Keynote speaker Mike Kline, head of DEC’s
River Management Program, began the day with a discussion of the historic challenges of protecting our water commons and the need to manage our rivers “to their least erosive conditions” for safety and wildlife habitat. These words were especially poignant as listeners could see to our west the tree-lined banks of the Winooski, whose waters had so severely flooded the building we sat in during Tropical Storm Irene. “Post-Irene, we have had an opportunity to talk about how watersheds work,” said Kline, “We know now that we should not take actions that will set off a negative reaction chain downstream.” 

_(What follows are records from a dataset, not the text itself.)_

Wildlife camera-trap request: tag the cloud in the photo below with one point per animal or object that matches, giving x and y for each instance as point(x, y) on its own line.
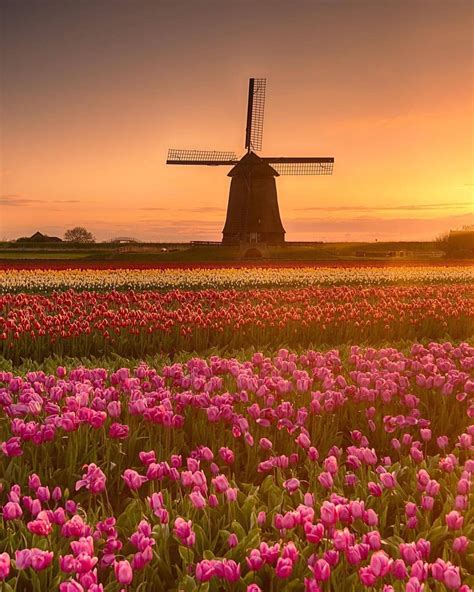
point(12, 200)
point(411, 207)
point(66, 201)
point(383, 228)
point(202, 209)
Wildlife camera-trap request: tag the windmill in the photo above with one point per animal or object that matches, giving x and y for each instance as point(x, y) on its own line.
point(253, 215)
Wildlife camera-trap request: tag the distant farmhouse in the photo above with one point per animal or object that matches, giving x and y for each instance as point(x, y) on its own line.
point(39, 237)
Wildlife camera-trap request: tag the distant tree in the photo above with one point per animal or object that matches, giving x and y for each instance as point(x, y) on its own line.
point(79, 235)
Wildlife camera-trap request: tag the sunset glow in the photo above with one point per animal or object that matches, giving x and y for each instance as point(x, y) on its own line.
point(94, 95)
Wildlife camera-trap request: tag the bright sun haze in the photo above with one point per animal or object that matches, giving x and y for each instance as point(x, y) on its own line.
point(94, 94)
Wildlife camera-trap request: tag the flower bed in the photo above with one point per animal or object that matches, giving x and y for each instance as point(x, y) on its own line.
point(314, 471)
point(138, 323)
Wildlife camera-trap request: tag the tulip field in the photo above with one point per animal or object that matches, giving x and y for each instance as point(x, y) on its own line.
point(237, 430)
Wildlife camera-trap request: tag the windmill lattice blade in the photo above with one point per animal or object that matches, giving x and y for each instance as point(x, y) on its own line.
point(302, 166)
point(203, 157)
point(255, 112)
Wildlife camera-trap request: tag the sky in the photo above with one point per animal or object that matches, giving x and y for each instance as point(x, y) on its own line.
point(94, 92)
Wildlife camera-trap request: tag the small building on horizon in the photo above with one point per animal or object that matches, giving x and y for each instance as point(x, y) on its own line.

The morning sessions focused on capacity-building for watershed groups, including a how-to discussion by Steve Libby of the
Vermont River Conservancy and Mary Russ of the White River Partnership about river corridor easements, and a session on individual donor cultivation for fundraising led by Breck Knauft and Naomi Galimidi of VYCC.  The afternoon started with a panel about Act 64 from Marli Rupe (DEC), Rebekah Weber (CLF) and Michael Storace, Two River Ottauquechee Regional Planning Commission. DEC Watershed Management Division staff (Neil Kamman, Ethan Swift, Emily Bird and Marli Rupe) held sessions on water quality standards, stage gate implementation and tracking and changes in funding through DEC’s Ecosystem Restoration Program. Some of the presentations are posted on the WUV website.
 
Overall, the Watersheds United Vermont's Spring Meeting was a chance to celebrate past accomplishments and plan how to continue working together to protect our waterways. Michael Storace
said that: “I thought the meeting went really well. It was an opportunity to meet folks doing great watershed work all over Vermont.”